Private placement (or non-public offering) is a funding round of securities
which are sold not through a public offering, but rather through a private offering, mostly to a small number of chosen investors 1 . Private placement usually refers to non-public offering of shares in a public company (since, of course, any offering of shares in a private company is and can only be a private offering). For example PIPE (Private Investment in Public Equity), SEDA (Standby Equity Distribution Agreement) is also a form of private placement. In addition, Private Placement Program (PPP) introduced in Malaysia. They are often a cheaper source of capital than a public offering. The benefits of implementing Private Placement is: a. High degree of flexibility in amount of financing ranging from 100 thousand to 10-20 million with combinations of debt, equity, or debt and equity capital. b. Investors are more patient than venture capitalists, often seeking 10 to 20% return on investments over a longer term of 5 to 10 years. c. Much lower costs than approaching venture capitalists or selling the stock to the public as an IPO (Initial Public Offering). d. Quicker form of raising money than usual venture capital markets.

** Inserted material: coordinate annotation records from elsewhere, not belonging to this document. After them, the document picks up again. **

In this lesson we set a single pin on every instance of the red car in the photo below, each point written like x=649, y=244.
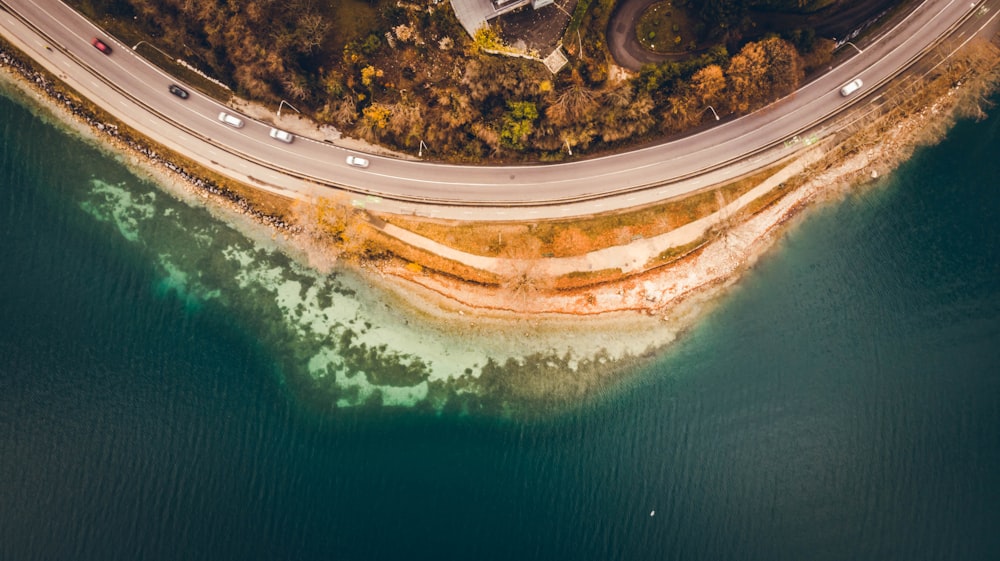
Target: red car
x=101, y=46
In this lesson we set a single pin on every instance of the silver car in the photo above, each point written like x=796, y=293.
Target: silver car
x=357, y=161
x=281, y=135
x=231, y=120
x=851, y=87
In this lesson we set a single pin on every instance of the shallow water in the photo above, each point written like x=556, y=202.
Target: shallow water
x=842, y=402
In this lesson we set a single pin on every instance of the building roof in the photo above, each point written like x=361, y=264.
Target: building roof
x=473, y=14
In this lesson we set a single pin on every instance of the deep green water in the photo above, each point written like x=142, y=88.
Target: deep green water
x=842, y=403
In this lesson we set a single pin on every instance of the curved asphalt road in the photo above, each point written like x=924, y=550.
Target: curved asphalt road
x=136, y=92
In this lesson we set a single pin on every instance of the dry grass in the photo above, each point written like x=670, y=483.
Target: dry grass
x=565, y=238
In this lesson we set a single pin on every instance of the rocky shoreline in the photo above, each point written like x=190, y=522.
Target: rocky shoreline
x=665, y=292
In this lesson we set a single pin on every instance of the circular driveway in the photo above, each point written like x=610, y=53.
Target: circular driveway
x=623, y=43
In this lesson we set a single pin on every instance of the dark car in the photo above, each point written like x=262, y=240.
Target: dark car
x=178, y=91
x=101, y=45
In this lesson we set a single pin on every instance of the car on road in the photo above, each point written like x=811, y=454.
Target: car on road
x=101, y=45
x=178, y=91
x=281, y=135
x=231, y=120
x=357, y=161
x=851, y=87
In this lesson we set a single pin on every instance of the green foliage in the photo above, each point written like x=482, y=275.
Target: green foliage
x=518, y=123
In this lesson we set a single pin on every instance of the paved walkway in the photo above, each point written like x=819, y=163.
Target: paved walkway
x=629, y=258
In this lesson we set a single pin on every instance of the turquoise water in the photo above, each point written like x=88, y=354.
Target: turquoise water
x=842, y=403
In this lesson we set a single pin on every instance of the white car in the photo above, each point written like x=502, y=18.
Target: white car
x=357, y=161
x=231, y=120
x=851, y=87
x=281, y=135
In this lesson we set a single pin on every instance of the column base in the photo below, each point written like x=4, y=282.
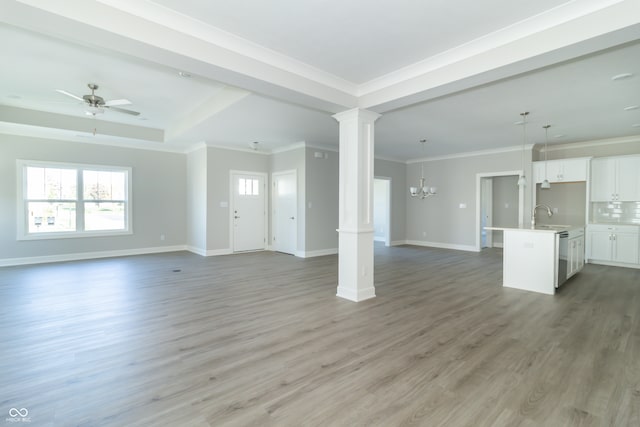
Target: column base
x=356, y=296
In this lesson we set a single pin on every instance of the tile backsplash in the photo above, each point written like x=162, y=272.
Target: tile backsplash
x=615, y=212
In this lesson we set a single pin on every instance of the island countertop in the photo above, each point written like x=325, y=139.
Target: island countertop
x=542, y=228
x=531, y=256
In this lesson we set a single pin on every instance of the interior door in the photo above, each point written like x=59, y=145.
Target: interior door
x=285, y=212
x=248, y=212
x=486, y=212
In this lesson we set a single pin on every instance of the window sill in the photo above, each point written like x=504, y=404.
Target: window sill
x=73, y=235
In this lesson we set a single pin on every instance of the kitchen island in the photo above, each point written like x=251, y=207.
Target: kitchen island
x=534, y=258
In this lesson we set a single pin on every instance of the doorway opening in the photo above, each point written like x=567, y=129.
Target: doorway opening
x=382, y=210
x=499, y=202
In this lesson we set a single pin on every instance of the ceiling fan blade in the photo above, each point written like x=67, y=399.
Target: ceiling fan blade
x=122, y=110
x=64, y=92
x=116, y=102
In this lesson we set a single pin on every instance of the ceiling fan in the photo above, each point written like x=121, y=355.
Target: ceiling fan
x=96, y=104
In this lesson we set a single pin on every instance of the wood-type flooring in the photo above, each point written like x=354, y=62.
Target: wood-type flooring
x=260, y=339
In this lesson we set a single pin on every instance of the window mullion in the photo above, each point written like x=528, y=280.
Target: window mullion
x=80, y=201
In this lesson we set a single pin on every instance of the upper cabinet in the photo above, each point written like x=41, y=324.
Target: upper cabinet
x=565, y=170
x=615, y=179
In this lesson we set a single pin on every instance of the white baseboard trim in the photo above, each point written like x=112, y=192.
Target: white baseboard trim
x=217, y=252
x=7, y=262
x=468, y=248
x=320, y=252
x=612, y=263
x=197, y=251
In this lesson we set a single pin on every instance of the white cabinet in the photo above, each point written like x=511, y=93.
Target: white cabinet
x=565, y=170
x=613, y=243
x=575, y=258
x=615, y=179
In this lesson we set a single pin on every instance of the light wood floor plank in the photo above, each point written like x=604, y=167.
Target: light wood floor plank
x=261, y=339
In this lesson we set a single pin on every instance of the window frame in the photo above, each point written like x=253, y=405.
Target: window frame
x=22, y=200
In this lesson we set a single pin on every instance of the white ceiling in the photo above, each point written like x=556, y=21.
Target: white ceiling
x=359, y=40
x=456, y=73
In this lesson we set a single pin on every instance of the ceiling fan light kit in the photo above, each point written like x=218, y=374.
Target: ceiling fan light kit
x=97, y=105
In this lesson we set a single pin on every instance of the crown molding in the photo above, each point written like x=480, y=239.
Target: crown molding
x=528, y=147
x=592, y=143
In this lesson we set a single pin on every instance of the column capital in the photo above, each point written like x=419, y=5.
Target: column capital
x=357, y=113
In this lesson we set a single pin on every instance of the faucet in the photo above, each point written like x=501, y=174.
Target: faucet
x=533, y=214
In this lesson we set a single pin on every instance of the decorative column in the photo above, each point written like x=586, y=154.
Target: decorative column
x=355, y=235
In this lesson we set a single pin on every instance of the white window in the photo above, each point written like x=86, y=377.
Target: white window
x=70, y=200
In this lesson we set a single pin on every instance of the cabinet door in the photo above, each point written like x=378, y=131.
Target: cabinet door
x=574, y=170
x=580, y=250
x=628, y=174
x=602, y=179
x=600, y=243
x=572, y=258
x=626, y=248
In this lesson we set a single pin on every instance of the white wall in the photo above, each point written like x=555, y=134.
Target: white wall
x=158, y=199
x=321, y=202
x=381, y=206
x=399, y=189
x=439, y=220
x=505, y=205
x=197, y=201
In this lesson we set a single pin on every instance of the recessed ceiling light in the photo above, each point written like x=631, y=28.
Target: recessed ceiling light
x=621, y=76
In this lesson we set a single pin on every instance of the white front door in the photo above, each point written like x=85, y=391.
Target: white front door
x=285, y=208
x=486, y=214
x=248, y=213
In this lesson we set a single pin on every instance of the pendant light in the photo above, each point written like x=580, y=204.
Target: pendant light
x=545, y=184
x=422, y=191
x=522, y=181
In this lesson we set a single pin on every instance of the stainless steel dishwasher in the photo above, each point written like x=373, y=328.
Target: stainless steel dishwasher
x=563, y=255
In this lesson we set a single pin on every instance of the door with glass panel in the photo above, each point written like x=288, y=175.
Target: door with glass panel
x=248, y=211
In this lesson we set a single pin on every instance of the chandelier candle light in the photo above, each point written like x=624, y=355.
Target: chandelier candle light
x=422, y=191
x=522, y=181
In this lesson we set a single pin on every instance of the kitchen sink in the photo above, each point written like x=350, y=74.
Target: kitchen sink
x=553, y=226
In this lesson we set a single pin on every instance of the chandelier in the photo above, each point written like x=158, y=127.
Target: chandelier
x=545, y=184
x=422, y=191
x=522, y=181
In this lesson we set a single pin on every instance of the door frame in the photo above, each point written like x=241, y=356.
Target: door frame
x=232, y=197
x=274, y=175
x=387, y=236
x=486, y=199
x=479, y=177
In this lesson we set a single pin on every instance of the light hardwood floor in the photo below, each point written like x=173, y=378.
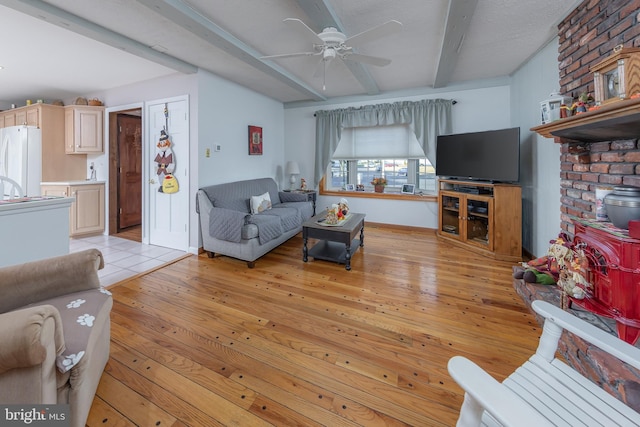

Moreover the best candidate for Private Stock Offerings was for those have the ideal small business candidate is a company in the third stage of finance and is looking for growth or expansion funding. Small business owners might think private placement applies to start-ups when your company has completed product development, conducted a market-feasibility study and business planning but start-up funding often comes from angel investors.
1 Comptroller of the Currency Administrator of National Banks (March 1990). Private placements: Comptroller's Handbook. US Department of the Treasury. Retrieved 2009-06-13.